Alternatively, but less favored: if there is too much opposition to the abolition of the payroll tax ceiling, then let's implement a means test for Social Security and Medicaid/Medicare. Millionaires and billionaires need that safety net far less than average working Americans who have no other pensions or wealth to rely on in old age.
Also on the revenue side is necessary tax reform. We must close obscene loop holes like the oil depletion allowance, ethanol subsidies, farm subsidies, and tax breaks like those hedge funders who pay capital gains instead of income tax on the barrels of money they make.
On the equally important need to cut federal spending, we must raise the retirement age for Medicaid/Social Security benefits from 65 to 67, phased in over ten years. When President Franklin D. Roosevelt managed in 1935 to pass the ultimate pension plan for all Americans, a man, on average, lived until he was 60 according to the Centers for Disease Control and Prevention. A woman typically lived until she was 64.
In other words, when Social Security became law the average person would die before they collected any benefits. Now, men live to be 75.7, on average, and women 80.6. Happily, that life expectancy is increasing every year.
The program designed in 1935 for the few lucky old timers cannot survive in a 2011 world where retirement often stretches for two decades.

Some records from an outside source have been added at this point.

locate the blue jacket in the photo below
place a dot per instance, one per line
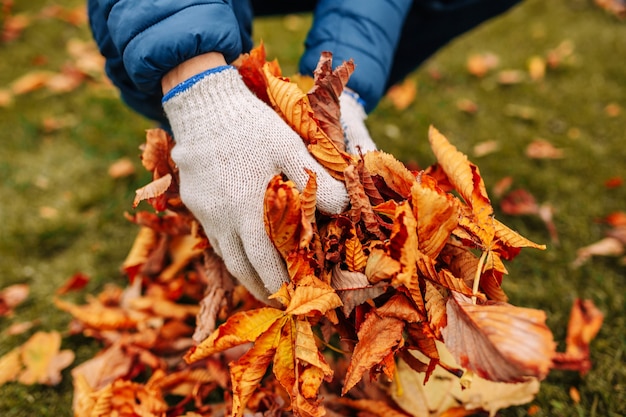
(143, 39)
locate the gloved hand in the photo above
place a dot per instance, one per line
(229, 144)
(353, 122)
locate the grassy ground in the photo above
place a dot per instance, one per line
(61, 213)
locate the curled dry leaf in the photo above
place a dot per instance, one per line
(11, 297)
(584, 324)
(498, 341)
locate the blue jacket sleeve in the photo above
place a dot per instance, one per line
(368, 32)
(143, 40)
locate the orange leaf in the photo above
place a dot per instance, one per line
(355, 257)
(324, 96)
(381, 266)
(436, 214)
(240, 328)
(403, 94)
(584, 324)
(435, 308)
(466, 179)
(395, 175)
(10, 366)
(248, 371)
(11, 297)
(498, 341)
(378, 336)
(312, 295)
(283, 215)
(155, 155)
(294, 106)
(75, 282)
(251, 69)
(102, 317)
(153, 190)
(361, 207)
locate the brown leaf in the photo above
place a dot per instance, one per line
(395, 175)
(248, 371)
(296, 110)
(360, 203)
(324, 96)
(75, 282)
(381, 266)
(283, 216)
(542, 149)
(312, 295)
(403, 94)
(481, 64)
(443, 395)
(121, 168)
(153, 190)
(608, 246)
(104, 368)
(584, 324)
(250, 67)
(498, 341)
(240, 328)
(219, 287)
(436, 213)
(466, 179)
(10, 366)
(11, 297)
(31, 81)
(378, 336)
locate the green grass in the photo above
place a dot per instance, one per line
(66, 170)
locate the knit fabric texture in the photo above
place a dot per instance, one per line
(353, 117)
(229, 144)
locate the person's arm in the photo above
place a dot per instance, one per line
(142, 40)
(367, 33)
(229, 144)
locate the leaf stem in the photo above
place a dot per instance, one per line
(479, 271)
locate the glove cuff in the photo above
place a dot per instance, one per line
(202, 98)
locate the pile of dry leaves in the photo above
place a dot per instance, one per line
(394, 307)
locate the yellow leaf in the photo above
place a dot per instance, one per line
(295, 108)
(466, 179)
(10, 366)
(42, 359)
(153, 189)
(436, 213)
(247, 372)
(516, 340)
(242, 327)
(393, 172)
(313, 295)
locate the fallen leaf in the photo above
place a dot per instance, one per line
(10, 366)
(75, 282)
(481, 64)
(542, 149)
(510, 77)
(11, 297)
(486, 148)
(608, 246)
(121, 168)
(443, 391)
(537, 68)
(402, 95)
(516, 340)
(467, 106)
(43, 360)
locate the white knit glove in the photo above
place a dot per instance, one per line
(353, 122)
(229, 144)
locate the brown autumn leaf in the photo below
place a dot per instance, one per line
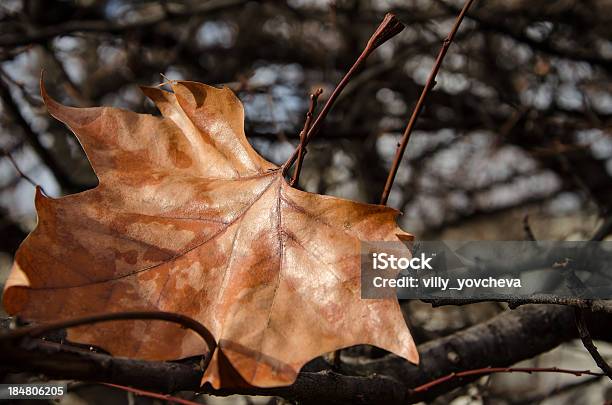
(188, 218)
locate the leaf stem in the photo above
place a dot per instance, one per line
(388, 28)
(431, 81)
(302, 147)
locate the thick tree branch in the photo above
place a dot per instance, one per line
(504, 340)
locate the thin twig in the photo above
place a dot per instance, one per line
(527, 228)
(431, 81)
(388, 28)
(302, 148)
(493, 370)
(151, 394)
(184, 321)
(587, 341)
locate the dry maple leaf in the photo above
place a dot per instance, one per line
(188, 218)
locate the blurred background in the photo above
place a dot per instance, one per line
(519, 123)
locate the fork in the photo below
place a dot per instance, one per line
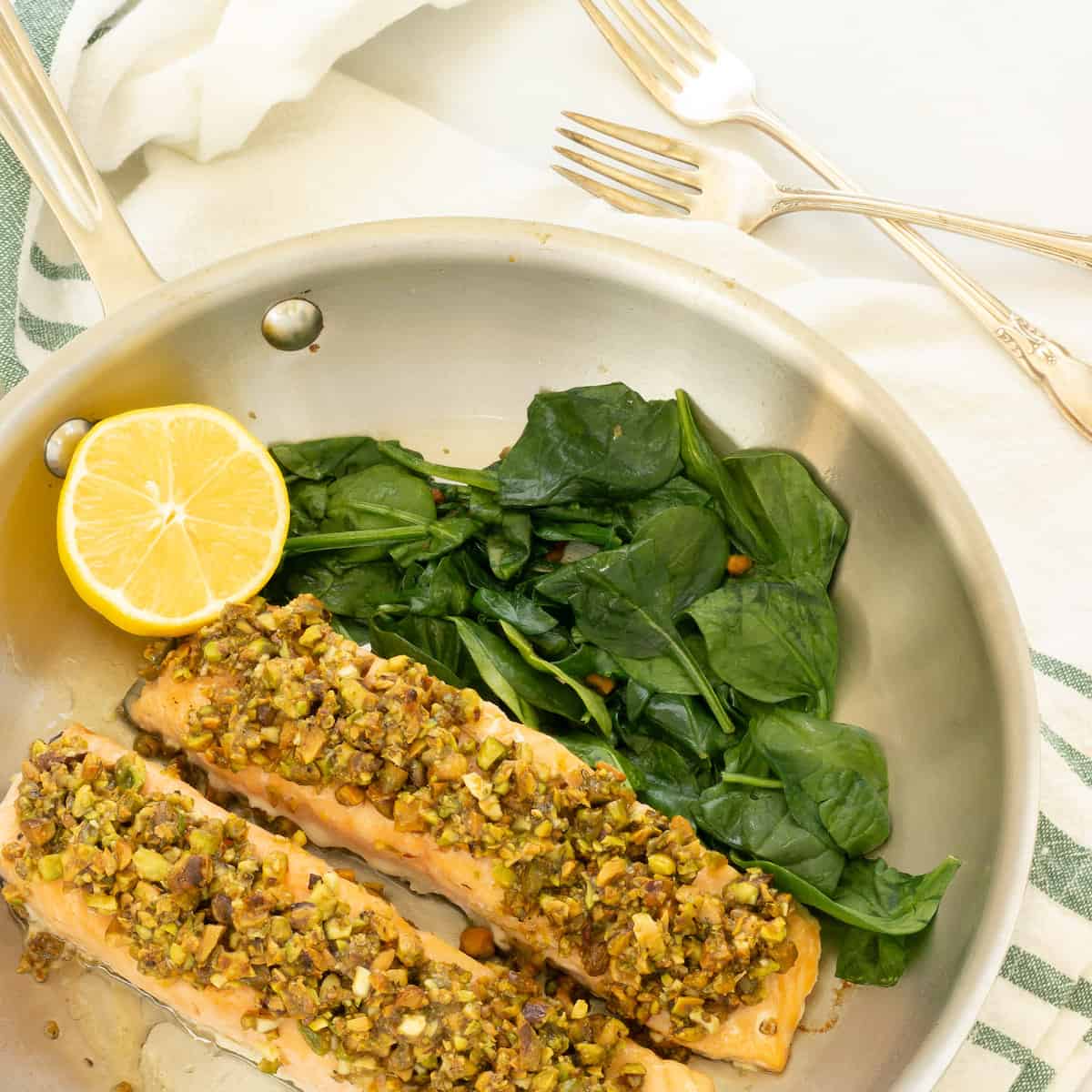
(691, 75)
(735, 189)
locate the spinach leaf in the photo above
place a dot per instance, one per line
(516, 682)
(742, 758)
(479, 480)
(780, 517)
(678, 719)
(758, 823)
(660, 762)
(776, 513)
(593, 751)
(627, 600)
(606, 516)
(872, 895)
(672, 494)
(659, 672)
(307, 505)
(670, 784)
(358, 546)
(379, 497)
(875, 959)
(514, 607)
(508, 545)
(592, 443)
(438, 590)
(445, 535)
(773, 640)
(591, 699)
(325, 459)
(834, 776)
(353, 590)
(593, 533)
(591, 660)
(430, 642)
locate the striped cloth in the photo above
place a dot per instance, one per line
(1035, 1033)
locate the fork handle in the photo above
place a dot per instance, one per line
(1064, 246)
(1065, 378)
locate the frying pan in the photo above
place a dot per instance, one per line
(440, 332)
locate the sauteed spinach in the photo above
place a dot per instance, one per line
(616, 582)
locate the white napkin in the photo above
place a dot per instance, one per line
(349, 153)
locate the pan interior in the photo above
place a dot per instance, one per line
(441, 342)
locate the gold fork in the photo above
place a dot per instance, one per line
(694, 77)
(734, 189)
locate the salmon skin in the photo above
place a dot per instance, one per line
(432, 784)
(254, 943)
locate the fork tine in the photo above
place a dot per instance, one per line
(678, 150)
(671, 35)
(688, 178)
(665, 58)
(697, 31)
(623, 201)
(645, 186)
(628, 56)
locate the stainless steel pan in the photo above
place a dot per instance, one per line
(440, 332)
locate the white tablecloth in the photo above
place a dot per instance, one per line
(981, 106)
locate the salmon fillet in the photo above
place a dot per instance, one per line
(274, 704)
(243, 984)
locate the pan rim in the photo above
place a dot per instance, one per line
(880, 416)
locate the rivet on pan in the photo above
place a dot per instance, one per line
(292, 325)
(60, 445)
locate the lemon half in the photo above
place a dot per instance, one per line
(168, 513)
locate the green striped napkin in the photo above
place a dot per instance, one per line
(1035, 1033)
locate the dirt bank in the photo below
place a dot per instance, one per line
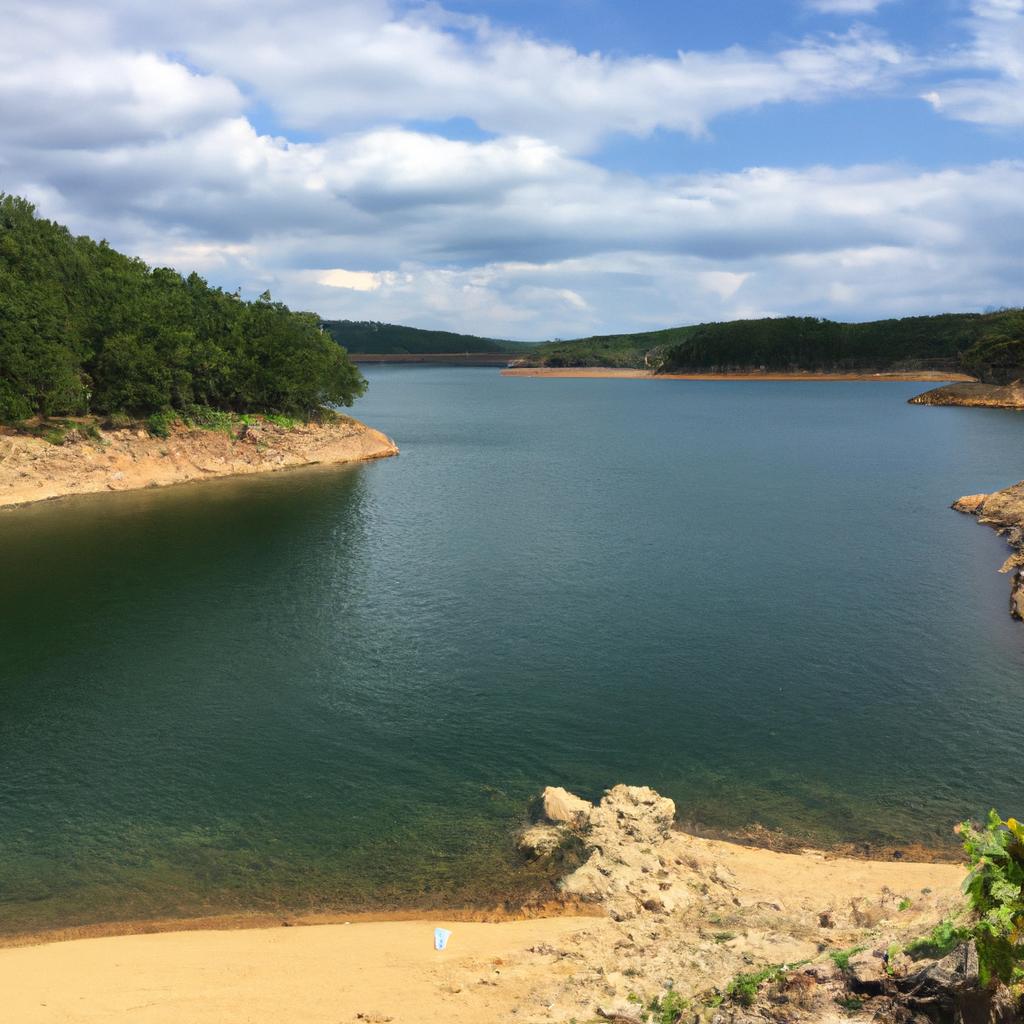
(974, 393)
(33, 469)
(678, 913)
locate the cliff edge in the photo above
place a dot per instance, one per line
(1004, 511)
(34, 469)
(974, 394)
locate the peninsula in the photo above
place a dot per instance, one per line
(114, 375)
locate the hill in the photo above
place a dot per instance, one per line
(85, 329)
(371, 338)
(989, 345)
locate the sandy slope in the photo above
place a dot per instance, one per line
(324, 975)
(691, 910)
(32, 469)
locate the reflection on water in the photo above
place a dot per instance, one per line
(340, 687)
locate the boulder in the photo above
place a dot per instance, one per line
(541, 841)
(562, 807)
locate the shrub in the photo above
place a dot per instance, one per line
(995, 891)
(160, 423)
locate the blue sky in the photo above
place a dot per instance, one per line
(536, 169)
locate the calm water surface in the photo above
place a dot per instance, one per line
(340, 688)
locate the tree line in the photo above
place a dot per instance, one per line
(85, 329)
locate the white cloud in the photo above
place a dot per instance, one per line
(724, 284)
(995, 96)
(356, 281)
(333, 68)
(846, 6)
(140, 126)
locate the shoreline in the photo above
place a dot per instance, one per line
(613, 373)
(33, 470)
(974, 395)
(1004, 511)
(633, 881)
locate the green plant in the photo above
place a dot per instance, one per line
(852, 1005)
(669, 1009)
(208, 419)
(119, 421)
(743, 988)
(995, 891)
(939, 942)
(841, 957)
(159, 424)
(281, 421)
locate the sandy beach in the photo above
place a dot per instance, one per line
(670, 905)
(33, 469)
(611, 373)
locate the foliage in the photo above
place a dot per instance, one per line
(986, 344)
(939, 942)
(995, 891)
(84, 329)
(159, 424)
(743, 988)
(390, 339)
(668, 1009)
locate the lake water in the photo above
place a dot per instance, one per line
(340, 688)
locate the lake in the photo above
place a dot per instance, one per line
(341, 688)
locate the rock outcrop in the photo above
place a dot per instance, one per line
(33, 469)
(1004, 511)
(702, 931)
(974, 393)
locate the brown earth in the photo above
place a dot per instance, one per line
(974, 393)
(677, 913)
(1004, 511)
(33, 469)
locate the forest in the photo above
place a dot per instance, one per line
(87, 330)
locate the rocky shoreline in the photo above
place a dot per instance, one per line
(33, 469)
(685, 931)
(1004, 511)
(707, 933)
(974, 394)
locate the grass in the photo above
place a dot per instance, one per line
(743, 988)
(939, 942)
(841, 957)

There are many other social programs that must also be investigated with an eye toward profound modification; mainly because they don't work. Indeed, they have had a devastating, negative impact on the lives of the people they were intended to help.
Like Aid to Dependent Children, one reason 75% of black youngsters and 40% of Latinos live in single parent households. If their dad lives at home, the kids are not dependent, and those intact families do not get the federal stipend they currently get with dad out of the house. So dad stays away.
Why not design a program that encourages pop to stick around?
As the nation plummets toward the deadline to raise the debt limit, let us recognize the responsibility of all of us, to share sacrifice before our politicians lead us over the brink of default. But let's not forget that the greater part of the Great Recession lingers in the minority communities.